Brass Mesh Bolus in Rotational Post-Mastectomy Radiation Therapy

A Clinical Trial to Assess Skin Dose in Post-mastectomy Adjuvant Radiation Therapy of Breast Cancer Patients Using a Brass Mesh Bolus

The hypothesis is that the daily use of brass mesh bolus achieves a comparable dose to every-other-day use of Superflab bolus (current standard of care) in chest wall post-mastectomy patients treated with rotational 6 MV photon delivery.
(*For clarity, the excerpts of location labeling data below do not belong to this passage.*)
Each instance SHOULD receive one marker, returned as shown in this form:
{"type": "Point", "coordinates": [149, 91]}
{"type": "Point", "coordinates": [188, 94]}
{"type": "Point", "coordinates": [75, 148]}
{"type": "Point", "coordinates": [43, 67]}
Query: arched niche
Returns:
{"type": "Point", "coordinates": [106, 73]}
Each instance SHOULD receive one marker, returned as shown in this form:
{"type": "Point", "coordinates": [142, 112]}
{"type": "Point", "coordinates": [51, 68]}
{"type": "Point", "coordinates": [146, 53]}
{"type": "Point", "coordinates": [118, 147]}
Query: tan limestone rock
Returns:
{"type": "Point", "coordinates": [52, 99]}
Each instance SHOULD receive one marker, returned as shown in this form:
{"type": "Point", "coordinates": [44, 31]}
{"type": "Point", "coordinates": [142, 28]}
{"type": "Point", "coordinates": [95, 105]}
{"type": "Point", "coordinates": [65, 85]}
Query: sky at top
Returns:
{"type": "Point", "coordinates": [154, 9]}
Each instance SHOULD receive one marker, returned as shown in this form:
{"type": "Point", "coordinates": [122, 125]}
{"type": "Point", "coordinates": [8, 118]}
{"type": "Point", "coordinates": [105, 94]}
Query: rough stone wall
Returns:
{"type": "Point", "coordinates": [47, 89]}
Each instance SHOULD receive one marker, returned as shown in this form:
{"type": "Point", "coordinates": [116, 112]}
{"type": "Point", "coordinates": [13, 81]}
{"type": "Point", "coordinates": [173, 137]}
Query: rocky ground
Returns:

Intervention: During a standard-of-care 15 fraction radiotherapy treatment, a brass mesh bolus will be used for a single fraction. Small in-vivo dosimeters will be used for three treatment fractions to measure and compare skin doses for quantification purposes. Comparator: Superflab and no bolus applied as per the treating physician's practice, typically on alternate days. The intervention and comparator tools are to be utilized on each participant. Primary outcome To determine the skin dose under brass mesh bolus and compare it with the skin dose under Superflab bolus (current standard of care). To determine the number of fractions for which brass mesh bolus should be used to achieve an acceptable skin dose.

This is a single-site study designed to generate data quantifying the skin dose under brass mesh bolus.
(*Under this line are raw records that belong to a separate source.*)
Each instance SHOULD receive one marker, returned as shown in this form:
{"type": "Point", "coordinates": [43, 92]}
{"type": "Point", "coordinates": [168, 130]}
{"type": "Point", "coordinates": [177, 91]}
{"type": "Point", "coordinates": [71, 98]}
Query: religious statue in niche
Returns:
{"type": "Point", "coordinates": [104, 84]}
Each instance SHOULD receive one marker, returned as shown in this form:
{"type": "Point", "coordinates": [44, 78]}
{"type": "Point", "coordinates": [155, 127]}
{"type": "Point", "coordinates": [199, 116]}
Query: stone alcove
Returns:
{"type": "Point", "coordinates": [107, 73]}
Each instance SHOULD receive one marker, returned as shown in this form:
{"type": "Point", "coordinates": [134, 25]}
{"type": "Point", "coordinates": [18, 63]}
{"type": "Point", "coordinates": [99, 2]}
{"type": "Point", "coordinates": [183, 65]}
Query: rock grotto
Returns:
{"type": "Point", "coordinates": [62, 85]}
Any patient who is going through radiation to their chest wall following mastectomy using a rotational delivery technique and 6 MV, and uses Superflab bolus for some but not all fractions of radiotherapy

During a standard-of-care 15 fraction radiotherapy treatment, a brass mesh bolus will be used for a single fraction. Small in-vivo dosimeters will be used for three treatment fractions to measure and compare skin doses for quantification purposes.
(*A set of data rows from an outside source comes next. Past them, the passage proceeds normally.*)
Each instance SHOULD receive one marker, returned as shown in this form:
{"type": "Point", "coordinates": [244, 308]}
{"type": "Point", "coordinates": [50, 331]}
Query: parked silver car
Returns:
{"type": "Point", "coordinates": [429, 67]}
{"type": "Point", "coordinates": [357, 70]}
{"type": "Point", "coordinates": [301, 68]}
During days one, two, and three of radiation therapy, patients on this study utilize no-bolus, 5-mm thick Superflab bolus, and brass mesh bolus, respectively. Each day, nine in-vivo dosimeters (OSLDs) will be placed on patient skin to sample the skin dose in cGy. As a result, for each patient on this study, skin dose enhancement of brass mesh compared with no-bolus can be related to that of Superflab bolus. At the end of the study, the average and range of skin dose enhancement under brass mesh bolus for a sample size of twenty patients will be reported.

Inclusion Criteria: Women undergoing rotational chest wall radiotherapy following mastectomy for breast cancer treatment who would utilize Superflab bolus on some, but not all, days of radiotherapy treatment. Exclusion Criteria: Patients who require daily bolus due to skin involvement or other high-risk features requiring a high skin dose will not be included.